Bank of America is the latest company to call workers back to the office.
They sent “letters of education” to employees who have not been showing up at the office, warning them of disciplinary action.
The letters received said: “Failure to follow the workplace excellence expectations applicable to your role within two weeks of the date of this notification may result in further disciplinary action.”
A bank spokesperson said the text was consistent with the warning letters that have been sent.
Since the start of this year many banks have been stepping up enforcement of days required in the office.
In April, JPMorgan began requiring all senior managers to be in the office five days a week.
Citigroup also sent a notice to its UK employees that it would begin tracking office visits.
Goldman Sachs asked for attendance from Monday to Thursday had returned to pre-pandemic levels while it was still lower on Fridays.

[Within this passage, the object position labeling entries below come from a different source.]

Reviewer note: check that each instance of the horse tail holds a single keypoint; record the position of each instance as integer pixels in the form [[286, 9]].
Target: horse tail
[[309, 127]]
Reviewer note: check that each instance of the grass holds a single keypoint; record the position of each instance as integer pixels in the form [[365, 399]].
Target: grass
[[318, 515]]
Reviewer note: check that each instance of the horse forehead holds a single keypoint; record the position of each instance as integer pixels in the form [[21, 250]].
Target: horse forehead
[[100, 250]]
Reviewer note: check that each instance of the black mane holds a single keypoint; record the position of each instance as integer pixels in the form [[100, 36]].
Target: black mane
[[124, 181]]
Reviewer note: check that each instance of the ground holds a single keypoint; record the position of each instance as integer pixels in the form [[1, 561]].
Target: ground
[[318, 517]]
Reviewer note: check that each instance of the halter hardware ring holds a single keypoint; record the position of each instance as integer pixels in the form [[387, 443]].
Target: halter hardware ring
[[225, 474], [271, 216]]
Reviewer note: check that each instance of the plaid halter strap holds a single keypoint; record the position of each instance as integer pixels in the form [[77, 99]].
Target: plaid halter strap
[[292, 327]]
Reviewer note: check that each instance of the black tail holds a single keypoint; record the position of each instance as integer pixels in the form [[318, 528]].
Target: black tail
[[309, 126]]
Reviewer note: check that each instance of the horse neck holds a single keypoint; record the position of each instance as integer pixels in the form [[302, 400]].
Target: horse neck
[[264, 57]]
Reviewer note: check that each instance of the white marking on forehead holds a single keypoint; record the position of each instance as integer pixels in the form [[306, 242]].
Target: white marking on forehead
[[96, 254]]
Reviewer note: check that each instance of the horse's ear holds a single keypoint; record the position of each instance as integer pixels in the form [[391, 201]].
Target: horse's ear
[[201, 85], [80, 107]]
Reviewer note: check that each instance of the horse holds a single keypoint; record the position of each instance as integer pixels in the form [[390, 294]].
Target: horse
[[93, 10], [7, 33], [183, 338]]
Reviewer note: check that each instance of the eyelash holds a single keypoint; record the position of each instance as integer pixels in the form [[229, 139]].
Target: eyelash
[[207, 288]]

Office attendance expectations have become more stringent as higher interest rates and a slowdown in corporate dealmaking have hurt banks’ bottom lines and prompted lay-offs.
BofA, Citi and UBS have initiated new rounds of job cuts in the past week. BofA’s lay-offs involve a few dozen workers, mostly in its investment bank.
Lay-offs at Citi and UBS are part of restructuring efforts, the former of which is looking to cut 20,000 workers by 2026.
Earlier this month, BofA reported that its employee turnover rate dropped to 6 per cent in the fourth quarter of 2023, about half of the bank’s typical rate.